Armenian cucumber - Also known as a "snake melon," the Armenian cucumber is somewhat sweet, though it can be used in place of a cucumber, Van Arsdel said. "Talk about your oddities - it is winding, ribbed and growing to over a foot long," she said. "It's fun to look at and fun to eat."

Tomatoes - Grape tomatoes are small and sweet, a favorite for kids, Maynard said.

Strawberries - Though Van Arsdel recommended covering them with a net to protect them from the birds, she said the minor inconvenience is worth it because kids love them.

Raspberries - A slightly thorny plant, this might not be the best choice for younger children.

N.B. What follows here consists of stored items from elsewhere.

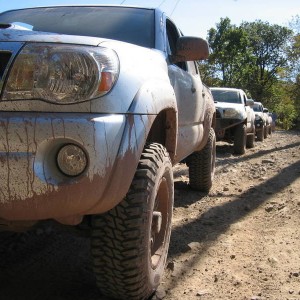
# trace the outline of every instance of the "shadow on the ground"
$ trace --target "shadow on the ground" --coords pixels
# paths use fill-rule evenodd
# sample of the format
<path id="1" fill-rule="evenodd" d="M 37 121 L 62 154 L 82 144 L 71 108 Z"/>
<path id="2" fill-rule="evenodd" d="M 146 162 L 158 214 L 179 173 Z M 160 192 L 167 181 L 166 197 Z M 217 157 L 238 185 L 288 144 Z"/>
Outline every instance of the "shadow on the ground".
<path id="1" fill-rule="evenodd" d="M 296 143 L 297 145 L 299 143 Z M 295 144 L 293 146 L 295 147 Z M 283 148 L 291 148 L 283 147 Z M 263 205 L 272 194 L 280 192 L 287 185 L 294 182 L 300 176 L 300 161 L 289 165 L 281 170 L 280 173 L 270 178 L 269 180 L 257 185 L 257 191 L 272 190 L 272 193 L 260 193 L 259 196 L 253 196 L 254 189 L 241 193 L 239 196 L 230 202 L 223 205 L 213 206 L 202 214 L 198 219 L 185 223 L 182 227 L 177 227 L 172 230 L 171 244 L 169 250 L 170 259 L 177 257 L 182 252 L 185 252 L 188 244 L 191 242 L 201 242 L 204 244 L 202 252 L 205 252 L 211 245 L 214 244 L 217 237 L 225 233 L 230 225 L 238 222 L 247 214 L 254 211 L 260 205 Z M 175 194 L 176 195 L 176 194 Z M 175 202 L 182 201 L 175 199 Z M 183 200 L 184 201 L 184 200 Z M 179 203 L 180 205 L 180 203 Z M 195 232 L 197 235 L 195 235 Z M 201 258 L 201 252 L 194 258 L 194 261 L 189 263 L 186 269 L 182 270 L 182 274 L 189 268 L 192 268 Z M 176 278 L 172 281 L 172 286 L 166 287 L 167 289 L 173 288 L 180 282 L 181 278 Z"/>
<path id="2" fill-rule="evenodd" d="M 96 286 L 89 240 L 49 232 L 0 233 L 1 300 L 107 300 Z"/>
<path id="3" fill-rule="evenodd" d="M 285 145 L 282 147 L 275 147 L 275 148 L 267 149 L 267 150 L 259 150 L 257 152 L 254 152 L 254 153 L 248 154 L 248 155 L 235 155 L 233 157 L 230 156 L 229 158 L 230 158 L 231 163 L 234 164 L 236 162 L 241 162 L 241 161 L 252 159 L 252 158 L 258 158 L 258 157 L 268 155 L 271 153 L 274 154 L 276 152 L 291 149 L 291 148 L 296 148 L 298 146 L 300 146 L 300 142 Z M 255 148 L 254 148 L 254 150 L 255 150 Z M 223 146 L 223 145 L 217 146 L 217 157 L 218 157 L 218 154 L 219 154 L 219 156 L 224 157 L 224 155 L 222 155 L 224 153 L 226 153 L 226 154 L 232 153 L 233 154 L 233 151 L 231 149 L 229 149 L 229 147 L 227 147 L 227 146 Z"/>

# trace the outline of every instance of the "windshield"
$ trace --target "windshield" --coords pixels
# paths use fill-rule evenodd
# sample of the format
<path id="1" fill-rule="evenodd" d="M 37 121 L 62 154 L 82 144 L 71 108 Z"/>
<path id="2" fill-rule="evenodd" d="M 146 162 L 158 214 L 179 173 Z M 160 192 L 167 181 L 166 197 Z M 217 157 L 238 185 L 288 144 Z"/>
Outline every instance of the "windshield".
<path id="1" fill-rule="evenodd" d="M 226 103 L 242 103 L 239 92 L 237 91 L 224 91 L 224 90 L 211 90 L 214 100 L 216 102 Z"/>
<path id="2" fill-rule="evenodd" d="M 128 7 L 48 7 L 8 11 L 0 24 L 33 31 L 115 39 L 154 48 L 154 10 Z"/>
<path id="3" fill-rule="evenodd" d="M 259 105 L 259 104 L 254 104 L 252 108 L 256 112 L 262 112 L 263 111 L 261 105 Z"/>

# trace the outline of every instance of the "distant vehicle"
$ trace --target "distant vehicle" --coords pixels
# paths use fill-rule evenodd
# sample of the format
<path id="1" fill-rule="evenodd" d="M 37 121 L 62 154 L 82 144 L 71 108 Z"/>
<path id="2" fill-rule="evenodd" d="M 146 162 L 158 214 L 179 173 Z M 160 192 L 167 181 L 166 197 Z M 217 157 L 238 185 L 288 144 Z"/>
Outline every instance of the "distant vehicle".
<path id="1" fill-rule="evenodd" d="M 234 152 L 244 154 L 246 147 L 253 148 L 255 140 L 255 114 L 241 89 L 211 87 L 216 105 L 217 141 L 233 142 Z"/>
<path id="2" fill-rule="evenodd" d="M 21 9 L 0 24 L 0 230 L 86 230 L 101 293 L 148 299 L 169 248 L 172 166 L 212 186 L 216 112 L 196 65 L 207 42 L 149 8 Z"/>
<path id="3" fill-rule="evenodd" d="M 271 122 L 271 132 L 274 132 L 276 127 L 276 114 L 269 112 L 269 120 Z"/>
<path id="4" fill-rule="evenodd" d="M 264 135 L 265 135 L 265 138 L 267 138 L 268 134 L 271 135 L 271 133 L 272 133 L 272 117 L 270 117 L 269 110 L 266 107 L 264 107 L 264 115 L 266 118 L 266 127 L 265 127 L 265 131 L 264 131 Z"/>
<path id="5" fill-rule="evenodd" d="M 258 141 L 263 141 L 267 137 L 267 130 L 269 128 L 268 116 L 265 112 L 264 106 L 261 102 L 254 102 L 253 110 L 255 113 L 255 131 Z"/>

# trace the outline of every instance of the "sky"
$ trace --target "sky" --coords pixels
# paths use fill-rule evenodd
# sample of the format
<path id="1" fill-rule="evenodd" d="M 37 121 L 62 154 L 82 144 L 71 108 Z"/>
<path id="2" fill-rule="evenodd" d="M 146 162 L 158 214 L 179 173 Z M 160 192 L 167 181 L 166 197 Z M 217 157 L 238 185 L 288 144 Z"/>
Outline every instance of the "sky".
<path id="1" fill-rule="evenodd" d="M 0 12 L 9 9 L 63 4 L 123 4 L 160 7 L 174 20 L 184 35 L 206 38 L 221 18 L 232 24 L 262 20 L 288 26 L 300 15 L 300 0 L 0 0 Z"/>

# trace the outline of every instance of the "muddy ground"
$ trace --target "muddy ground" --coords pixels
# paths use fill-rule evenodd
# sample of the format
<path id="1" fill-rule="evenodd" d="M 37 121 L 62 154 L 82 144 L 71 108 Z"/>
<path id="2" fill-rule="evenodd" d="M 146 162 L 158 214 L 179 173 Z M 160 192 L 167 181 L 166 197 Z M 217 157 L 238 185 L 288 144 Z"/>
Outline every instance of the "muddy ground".
<path id="1" fill-rule="evenodd" d="M 218 143 L 214 186 L 175 173 L 168 265 L 153 299 L 300 299 L 300 134 L 276 131 L 245 155 Z M 52 225 L 0 233 L 1 300 L 106 300 L 89 242 Z"/>

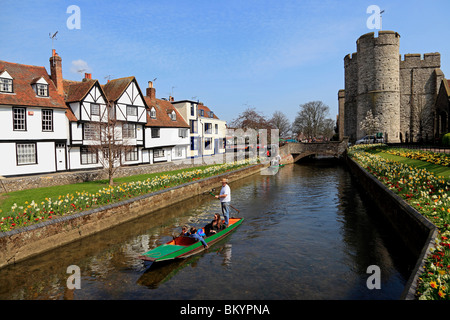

However, older children will enjoy the juicy berries that come with fantastic flavor, Van Arsdel said.

Sunflowers - Perfect for a hint of drama in your garden, sunflowers come in a variety of heights and colors. "The Russian Mammoth has a great wow factor," Van Arsdel said.

Celosia - "Celosia can also be quite fun for kids as they are weird and wooly and come small as well as tall," Van Arsdel said. "If you pair them with ageratum, the color effect is downright electric."

If time is not on your side, Van Arsdel said parents can start with plants from the nursery.

"If space is also an issue, start with inexpensive basic clay pots," she said.

However, make sure the children read instructions for successful planting and care, she said.

"Anything in a pot dries out faster and will need frequent fertilization due to all that watering, so go for plants that can take the heat and aren't water hogs," Van Arsdel said.